Throughout his career, Dr. Appiah has helped demonstrate to mainstream journal editors, reviewers, and readers “why race matters” in the field of communication. Even though he’s a respected expert in this field, Dr. Appiah has faced certain challenges when submitting his work to leading academic journals.
“To publish, I often felt like I had to incorporate whites into research for it to be seen as significant and important,” he notes in the podcast interview.
As part of this discussion, Dr. Appiah explored the importance of focusing on the effects of advertising and messaging specifically on ethnic minority audiences such as Black communities and individuals – as opposed to having to look at these audiences only in comparison with white cohorts.
A Pressing Need
Dr. Appiah believes that increasing the representation of Blacks in the marketing communications sector is a fundamental need as society becomes increasingly more diverse.
Advertising agencies, as one critical slice of the larger marcomms space, have had a challenging history when it comes to hiring non-white professionals – similar to many other sectors of business and society.

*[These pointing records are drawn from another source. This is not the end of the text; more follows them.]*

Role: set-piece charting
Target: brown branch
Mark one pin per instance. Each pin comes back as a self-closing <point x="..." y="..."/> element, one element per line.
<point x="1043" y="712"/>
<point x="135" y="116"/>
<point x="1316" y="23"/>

Their studies also provide a range of actions agencies and corporations can take to make tangible progress; recommendations that overlap with some of the points raised by Dr. Appiah. This includes what motivated him to establish BASCA.
“There was a dire need to create a program that could help to address the historical and current dearth of Blacks in marketing communications,” Dr. Appiah says.
BASCA seeks to provide Black students with information, inspiration, and mentorship. They help Black students build the strong educational foundation and experience sought by top employers in the marcomms space. The organization also connects students with a wide range of internship opportunities that are invaluable for networking and gaining necessary industry experience.
Expanding the Pipeline
“Although agencies express that they want to hire more ethnic minorities,” Dr. Appiah says, “many claim that they cannot find diverse candidates.”
If businesses want to stay relevant and competitive, developing a sought-after talent pipeline is imperative.
BASCA members demonstrate an impressive level of engagement due to the partnership between the academic environment and the dynamic professional world of strategic communications.
“We need to work together to develop, nurture, cultivate, and empower Black talent,” says Dr. Appiah. Academia should provide an atmosphere of belonging and equity to those students and actively work to introduce them to a wider range of careers and opportunities – including across areas like advertising, marketing, communication, branding, and more. Agencies and corporations, in turn, should focus on building a wider range of partnerships and relationships to enhance recruitment – while putting equal effort into the many areas that build a sense of belonging and support retention.
Representation is Key
It is urgent for leading Black industry professionals and academia to reach out to high schools and talk about marcomms to get young people informed and ready to aspire to those careers.
Mentorship, advocacy, and representation build a powerful shared identity and a much stronger culture. A number of research studies have found that teams that embrace diversity perform better, another powerful reason for managers to champion DEI initiatives.
While there is significant divisiveness and negativity in our society and media today, Dr. Appiah is encouraged because, according to him, many young people are much more progressive in their thinking.
But to truly pursue progress and establish a consistently welcoming environment in an organization, more cross-group communication is needed.
“We need to be intentional in engaging and having conversations with people who look different,” says Dr. Appiah. “Meaningful cross-group interaction reduces racial prejudice and creates interpersonal relationships and friendships.”
To support this, Dr. Appiah offers his “ABCs” of understanding key communication processes:
● Awareness of our psychological mechanisms ● Banishment of implicit and explicit biases ● Create connections between all participants
Looking beyond surface characteristics allows various groups to find more common ground and manifest more open-minded attitudes and behaviors.